Die vorliegende Studie gibt interessante Hinweise auf die Variabilität des vaginalen Viroms in deren Auswirkungen. (l’Cess Orton K, Monaco CL, The Vaginal Virome in Women’s Health and Disease; Review Microorganisms. 2025 Feb 16;13[2]:431. doi: 10.3390/microorganisms13020431

Annette Kuhn

… dass vaginale Östrogenpräparate nach Mammakarzinomerkrankungen bedenkenlos verschrieben werden können?

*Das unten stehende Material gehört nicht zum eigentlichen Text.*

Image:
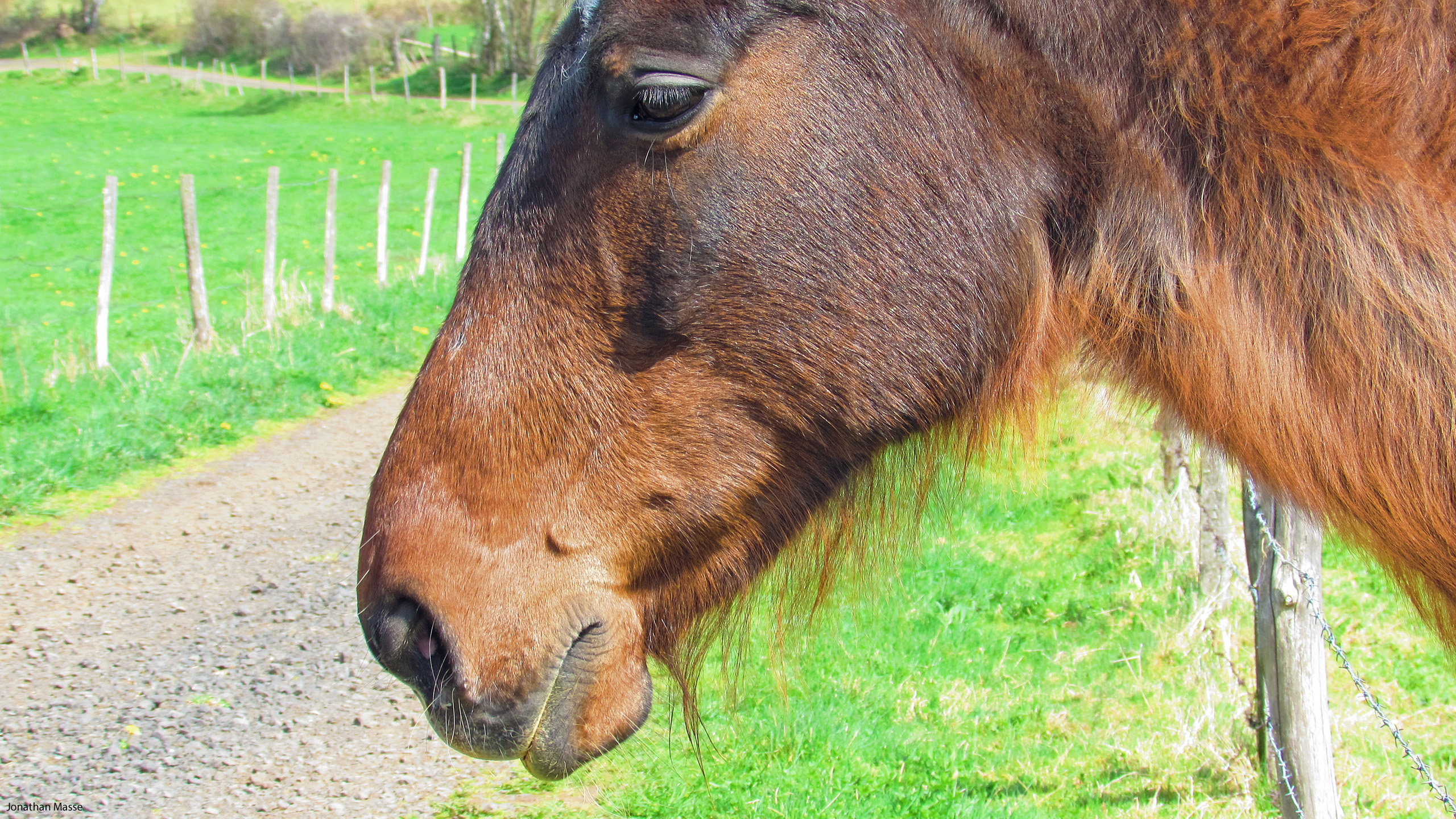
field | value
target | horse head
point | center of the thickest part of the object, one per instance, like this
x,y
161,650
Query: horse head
x,y
742,247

Es gab bereits mehrere Publikationen hierzu in den letzten Jahren, dennoch sind die Vorbehalte gegenüber lokalen Östrogenpräparaten – nicht zuletzt aufgrund der medizinischen Fachinformationen – immer noch sehr hoch. Daher schadet es auch nicht, dass eine grosse Meta-Analyse erneut bestätigt: die Verabreichung von lokalen Östrogenpräparaten hat keinen Einfluss auf das Rezidivrisiko, die brustkrebsspezifische Mortalität oder die Gesamtmortalität von Patientinnen nach Mammakarzinom. (Beste ME et al., Vaginal estrogen use in breast cancer survivors: a systematic review and meta-analysis of recurrence and mortality risks. AJOG 2025 232:3)

Fazit
Keine Angst!

Martin Heubner

… dass bei der Abklärung einer postmenopausalen Blutung (PMB) mittels Ultraschall (statt sofortiger Biopsie) bis zu 5,4 % Endometriumkarzinome unentdeckt bleiben können?

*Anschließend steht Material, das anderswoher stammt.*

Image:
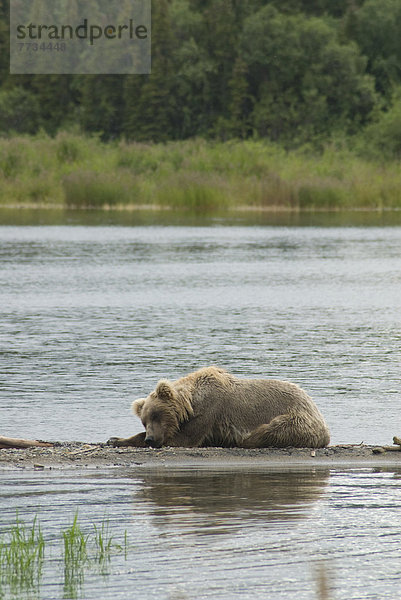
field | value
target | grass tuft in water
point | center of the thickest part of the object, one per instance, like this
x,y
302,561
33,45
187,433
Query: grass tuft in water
x,y
21,557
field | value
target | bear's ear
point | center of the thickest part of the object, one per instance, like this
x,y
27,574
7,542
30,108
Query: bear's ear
x,y
137,406
164,390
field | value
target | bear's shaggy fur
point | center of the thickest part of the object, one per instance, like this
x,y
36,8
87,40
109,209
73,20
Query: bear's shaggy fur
x,y
213,408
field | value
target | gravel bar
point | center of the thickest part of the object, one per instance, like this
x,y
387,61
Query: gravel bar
x,y
80,455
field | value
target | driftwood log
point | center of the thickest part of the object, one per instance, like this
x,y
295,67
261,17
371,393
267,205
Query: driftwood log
x,y
6,442
384,449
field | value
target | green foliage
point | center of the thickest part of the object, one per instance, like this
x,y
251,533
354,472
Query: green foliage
x,y
376,27
296,72
381,140
81,172
23,556
193,192
306,84
86,189
19,111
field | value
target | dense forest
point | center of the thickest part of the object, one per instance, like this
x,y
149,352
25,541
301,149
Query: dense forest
x,y
295,72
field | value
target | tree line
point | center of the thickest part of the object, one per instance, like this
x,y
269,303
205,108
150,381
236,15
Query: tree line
x,y
291,71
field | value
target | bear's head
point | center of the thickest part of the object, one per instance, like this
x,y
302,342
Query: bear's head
x,y
162,412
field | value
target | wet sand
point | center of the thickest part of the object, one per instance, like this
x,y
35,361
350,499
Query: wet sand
x,y
81,455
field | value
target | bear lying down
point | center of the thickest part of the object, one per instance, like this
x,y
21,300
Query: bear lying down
x,y
213,408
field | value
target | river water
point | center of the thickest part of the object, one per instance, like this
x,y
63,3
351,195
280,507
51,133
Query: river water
x,y
93,315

Dieses Ergebnis stammt aus einer aktuellen Modellstudie, die zwei Untersuchungsstrategien gegenüberstellte: eine ultraschallbasierte Strategie (UBS, transvaginaler Ultraschall mit anschließender Biopsie nur bei auffälliger Endometriumverdickung) und eine von Beginn an biopsiebasierte Strategie (BBS, sofortige endometriale Gewebeentnahme bei allen Patientinnen). In einer simulierten Kohorte von 10 000 Patientinnen entdeckte die BBS signifikant mehr Endometriumkarzinome. Mit UBS blieben etwa 5 % (109 Fälle) mehr Tumoren unentdeckt als mit BBS (70 Fälle). Vor allem nicht-hispanisch schwarze Frauen profitierten deutlich von der Biopsiestrategie, da sie häufiger Uterusmyome (Fibroide) aufweisen, welche im Ultraschall die Sicht auf die Gebärmutterschleimhaut erschweren. Folglich blieben bei alleiniger Ultraschallstrategie in dieser Gruppe besonders viele Tumoren unentdeckt. Zudem verschlechterte unvollständige Nachsorge (wenn Patientinnen nach einem auffälligen Ultraschall nicht konsequent zur Biopsie erscheinen) die Effektivität der UBS deutlich. Die Autoren der Studie empfehlen daher, bereits bei der Erstvorstellung mit PMB eine Endometriumbiopsie in Erwägung zu ziehen, um diagnostische Lücken und potenzielle Überlebensnachteile zu vermeiden. (Nolin AC et al, Gynecologic Oncology [2025]; 194:105–11)

Kommentar
Deshalb werden in näherer Zukunft nicht-invasive Tests wie der WID-qEC Test (siehe FHA 2/2024: Im Dialog) an Bedeutung zunehmen.